Property catastrophe reinsurance rates expected to decline: KBW

Bermuda-based reinsurers expect property catastrophe rates to decrease by between 5% and 15% during the January 1 renewals, according to Keefe, Bruyette & Woods analysts.

KBW drew this conclusion following its recent bi-annual Bermuda tour, where the investment firm’s analysts met with reinsurance executives.

The executives also said there was some uncertainty around the effect of the Bermuda Corporate Income Tax, which is due to be implemented on January 1.

The report added that pricing should rise for loss-impacted cedents and be close to flat for lower coverage layers. Retrocessional reinsurance rate decreases are expected to be around 20%.

European catastrophe reinsurance rates are expected to drop by up to 10% rates are likely to rise in the Canadian market following a record year for Canadian catastrophe losses. 

Terms and conditions are not expected to change, with reinsures maintaining per-occurrence attachment point increases. 

The report said rate decreases are due to supply or capacity growth as a result of almost two years of strong retained earnings. 

The report said renewals are running later than usual, due to doubts about the accuracy of Hurricane Milton’s insured loss estimates.  

The report said there was near-term uncertainty about the Bermuda CIT over the ability to use or retain all or part of the deferred tax assets and whether other taxes, like payroll and property taxes, will decline to offset the corporate income tax.

“We cannot predict how these decisions will play out; one prominent reinsurer CFO thought a full DTA unwind was unlikely, and – in part reflecting the lower premium growth prospects embedded in current pricing trends – we don’t think any of the companies we cover will be remotely capital-constrained,” said KBW.

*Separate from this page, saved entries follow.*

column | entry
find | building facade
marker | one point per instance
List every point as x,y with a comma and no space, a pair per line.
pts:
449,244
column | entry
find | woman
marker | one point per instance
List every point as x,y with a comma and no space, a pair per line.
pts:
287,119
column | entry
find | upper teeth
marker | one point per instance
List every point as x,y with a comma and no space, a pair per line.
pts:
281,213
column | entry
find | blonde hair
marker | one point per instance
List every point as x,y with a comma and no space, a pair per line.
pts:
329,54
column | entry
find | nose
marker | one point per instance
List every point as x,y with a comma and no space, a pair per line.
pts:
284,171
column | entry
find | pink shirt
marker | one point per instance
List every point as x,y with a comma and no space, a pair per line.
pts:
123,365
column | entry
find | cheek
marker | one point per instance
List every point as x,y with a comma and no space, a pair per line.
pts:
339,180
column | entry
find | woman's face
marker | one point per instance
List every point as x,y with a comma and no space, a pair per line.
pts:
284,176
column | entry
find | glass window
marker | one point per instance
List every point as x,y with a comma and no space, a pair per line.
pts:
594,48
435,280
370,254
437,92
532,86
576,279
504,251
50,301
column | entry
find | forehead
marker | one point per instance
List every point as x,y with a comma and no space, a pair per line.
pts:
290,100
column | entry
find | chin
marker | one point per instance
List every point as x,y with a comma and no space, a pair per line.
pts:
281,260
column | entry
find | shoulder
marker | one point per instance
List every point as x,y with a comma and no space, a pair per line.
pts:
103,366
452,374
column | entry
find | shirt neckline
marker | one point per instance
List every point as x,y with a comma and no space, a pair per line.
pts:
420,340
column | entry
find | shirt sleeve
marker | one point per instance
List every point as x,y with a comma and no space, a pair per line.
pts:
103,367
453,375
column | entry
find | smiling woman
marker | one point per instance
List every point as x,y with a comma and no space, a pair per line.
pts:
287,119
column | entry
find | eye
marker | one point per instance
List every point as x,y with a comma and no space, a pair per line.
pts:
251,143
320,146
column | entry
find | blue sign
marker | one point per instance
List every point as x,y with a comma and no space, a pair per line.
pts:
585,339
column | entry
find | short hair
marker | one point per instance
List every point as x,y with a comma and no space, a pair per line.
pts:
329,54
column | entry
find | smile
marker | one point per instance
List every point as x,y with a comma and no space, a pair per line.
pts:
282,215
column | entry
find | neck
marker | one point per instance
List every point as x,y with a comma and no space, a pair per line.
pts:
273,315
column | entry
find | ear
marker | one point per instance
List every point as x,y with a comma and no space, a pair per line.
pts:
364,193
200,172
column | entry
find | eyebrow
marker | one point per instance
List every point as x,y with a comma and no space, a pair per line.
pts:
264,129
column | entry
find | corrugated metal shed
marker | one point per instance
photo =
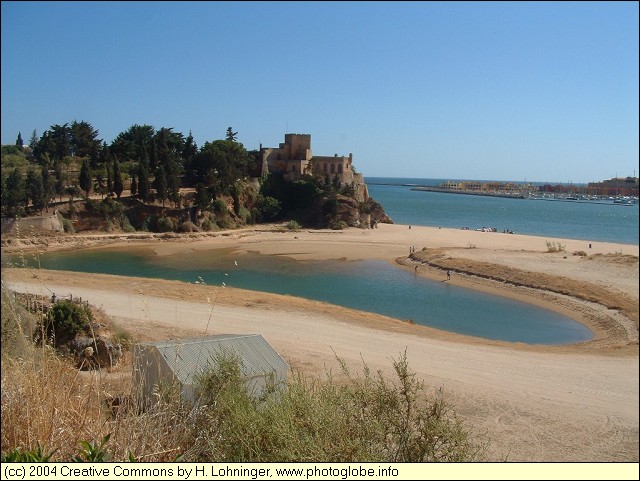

“We believe that Bermuda’s government is very interested in preserving its status as a preferred domicile and will do as much as it can to keep (re)insurers on the island, which, regardless of the DTA question, should translate into lower payroll and/or property taxes, which are currently included within the companies’ operating expenses. In the near term, though, (re)insurers’ 2025 earnings will probably include both higher income taxes and higher tax-driven operating expenses.”

KBW said it believed Bermuda reinsurers’ drops in their share prices due to larger-than-expected catastrophe rate decreases and tax-related uncertainty were overdone.